E per quanto riguarda il sindaco Bianco. Crede che siamo di fronte a una nuova primavera?
Né per Bianco né per Orlando c’è lo spirito della primavera, perché quella fu una stagione irripetibile. Ad onore di Bianco, che pure adesso non è più giovane, devo dire che la sua esperienza è diversa, ad esempio, da quella del sindaco di Palermo. Perché il primo è tornato nella sua città, l’ha riconquistata con il consenso e, da quello che si vede dal Continente, non ha provocato moti di ripulse e respingimento immediato, come a volte succede. Certo, oggi è un’amministrazione più complicata rispetto ad allora, ma è più matura e io la preferisco. Non mi piace la Sicilia che pensa che i problemi si possano risolvere in poco tempo o in qualche anno. Per questo, preferisco la gestione con i piedi per terra di questi anni, rispetto a vent’anni fa.
Infine, parlando di giornalismo e di crisi del giornalismo.

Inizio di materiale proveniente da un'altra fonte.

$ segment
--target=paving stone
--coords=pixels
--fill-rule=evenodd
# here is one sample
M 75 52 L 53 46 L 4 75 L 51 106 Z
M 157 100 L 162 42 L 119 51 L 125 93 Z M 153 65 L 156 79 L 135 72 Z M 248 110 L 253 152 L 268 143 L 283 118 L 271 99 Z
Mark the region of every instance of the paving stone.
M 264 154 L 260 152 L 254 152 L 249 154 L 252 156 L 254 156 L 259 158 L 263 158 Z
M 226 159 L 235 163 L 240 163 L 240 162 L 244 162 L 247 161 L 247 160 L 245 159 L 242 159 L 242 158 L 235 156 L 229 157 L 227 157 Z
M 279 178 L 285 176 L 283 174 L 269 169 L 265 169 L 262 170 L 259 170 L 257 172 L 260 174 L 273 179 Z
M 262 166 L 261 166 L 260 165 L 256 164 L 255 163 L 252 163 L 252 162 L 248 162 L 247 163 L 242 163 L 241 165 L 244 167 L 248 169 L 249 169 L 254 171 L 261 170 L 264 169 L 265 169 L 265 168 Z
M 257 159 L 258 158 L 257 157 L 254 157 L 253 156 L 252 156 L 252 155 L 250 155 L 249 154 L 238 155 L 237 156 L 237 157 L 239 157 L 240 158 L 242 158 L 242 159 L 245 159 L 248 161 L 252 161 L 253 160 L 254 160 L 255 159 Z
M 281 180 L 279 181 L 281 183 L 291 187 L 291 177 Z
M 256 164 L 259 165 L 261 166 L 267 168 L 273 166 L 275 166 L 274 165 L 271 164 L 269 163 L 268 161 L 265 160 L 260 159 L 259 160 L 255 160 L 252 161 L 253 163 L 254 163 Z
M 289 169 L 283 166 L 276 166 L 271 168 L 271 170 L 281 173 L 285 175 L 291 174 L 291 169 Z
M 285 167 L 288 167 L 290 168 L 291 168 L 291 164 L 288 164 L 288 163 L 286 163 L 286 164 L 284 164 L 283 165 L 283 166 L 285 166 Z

Pensa che il nostro mestiere sia morto?
No. Si sta solo trasformando. E’ come quando ci fu il passaggio dal teatro, al cinema e poi alla televisione. Alla fine dell’Ottocento il teatro era tutto, e oggi è ancora un luogo importante della cultura. Per il giornalismo è lo stesso. Il mestiere del giornalista si sta trasformando: i giornali di carta rimarranno per le nicchie e poi il giornalismo troverà un nuovo modo di essere. E’ semplicemente un cambiamento. Ma, come il teatro è rimasto un luogo di rispetto e di passaggio per la recitazione – a un vero attore e a un vero regista, se non ha fatto teatro, manca qualcosa – così penso che sarà per la carta stampata. Cioè, i mezzi di comunicazione saranno altri, ma il vero giornalista, il vero direttore di giornale, fa molto bene a fare un passaggio attraverso la carta stampata.